The results are in! Zynerba Pharmaceuticals released their top line results from their CONNECT-FX Trial on Zygel™, a CBD gel for Fragile X syndrome.
Linda Sorensen, NFXF Executive Director, remarks, “These top-line data show promise for Zygel in some individuals with Fragile X syndrome. We look forward to seeing the next steps taken by Zynerba, and continue to be thankful for their thoughtful partnership and dedication to bettering the lives of those living Fragile X.”
Dr. Randi Hagerman commented, “This study identified a key population of patients who might benefit from treatment of their behavioral symptoms of FXS with Zygel … Zygel has the potential to be an important therapeutic option for the most severely impacted patients with Fragile X.”
The study did not reach statistical significance in primary or secondary endpoints in the full analysis. It did achieve statistical significance in the primary endpoint in the ad-hoc analysis of participants with full methylation of the FMR1 gene (~80% of participants in the study).

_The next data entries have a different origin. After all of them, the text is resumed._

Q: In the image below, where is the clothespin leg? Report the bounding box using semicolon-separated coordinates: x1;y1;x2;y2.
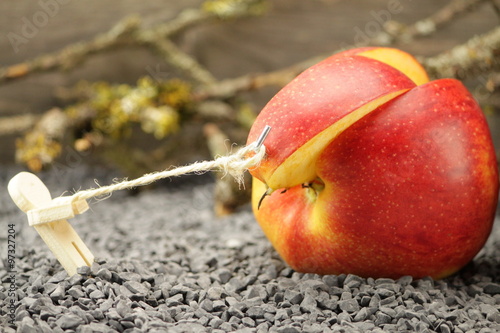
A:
8;172;94;276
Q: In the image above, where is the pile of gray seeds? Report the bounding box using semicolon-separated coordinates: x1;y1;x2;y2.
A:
0;168;500;333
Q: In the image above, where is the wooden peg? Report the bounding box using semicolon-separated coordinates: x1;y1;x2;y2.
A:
8;172;94;276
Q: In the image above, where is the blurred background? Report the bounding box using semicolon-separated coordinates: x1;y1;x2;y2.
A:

This means that participants using Zygel did not see significant improvement (in the primary and secondary endpoints) compared to those on placebo. Researchers need to reach statistical significance in order to say they reached their endpoint. When Zynerba performed the pre-planned ad-hoc analysis, they did see a statistical significant improvement in individuals who have full methlyation of the FMR1 gene. This was a large group of the patients enrolled in the study, ~80%. Patients with genetically confirmed full mutation Fragile X and full methylation of their impacted FMR1 gene are generally the most severely impacted by the disorder. This group of patients in the analysis presented with higher anxiety, lower IQ, lower adaptive function, and more severe autism as compared to patients without a fully methylated FMR1 gene at the time of enrollment.
The next step for Zynerba is speaking with the FDA about these results as soon as possible.